This issue tracker has been migrated to GitHub, and is currently read-only.
For more information, see the GitHub FAQs in the Python's Developer Guide.

classification
Title: namedtuple raises a SyntaxError instead of ValueError on invalid identifier
Type: behavior Stage:
Components: Library (Lib), Unicode Versions: Python 3.2, Python 3.3, Python 3.4
process
Status: closed Resolution: fixed
Dependencies: Superseder:
Assigned To: rhettinger Nosy List: Ramchandra Apte, eric.smith, ezio.melotti, flox, lemburg, mark.dickinson, mathieui, pitrou, python-dev, r.david.murray, rhettinger
Priority: high Keywords:

Created on 2013-03-01 20:53 by mathieui, last changed 2022-04-11 14:57 by admin. This issue is now closed.

Messages (9)
msg183291 - (view) Author: Mathieu Pasquet (mathieui) * Date: 2013-03-01 20:53
In py3k, str.isalnum(), str.isdigit(), and str.isdecimal() are broken because they take into account various unicode numbers.

A common case is doing something like that:

num = -1
while num == -1:
    num_in = input('Enter a number> ')
    if num_in.isdigit():
        num = int(num_in)

# do stuff …

If you enter ¹, or any esoteric unicode representation of a number, all the methods referenced above will return True. I believe this is a bug.

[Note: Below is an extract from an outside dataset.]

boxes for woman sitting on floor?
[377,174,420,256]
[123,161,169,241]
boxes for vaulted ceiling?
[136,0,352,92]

It also affects the stdlib, e.g. in collection.namedtuple,
A = namedtuple('A¹', 'x y') will return an ugly Syntax Error, because the sanity check uses str.isalnum(), which says it’s ok. (n.b.: of course, no sane person should ever want to do the above, but I find it worth mentionning)
msg183295 - (view) Author: R. David Murray (r.david.murray) * (Python committer) Date: 2013-03-01 21:43
I think this is working as designed, and can't be changed (at least not easily) because of backward compatibility even if there are bits of the design that are deemed buggy.  The issue, I believe, is what is considered a number by the Unicode consortium.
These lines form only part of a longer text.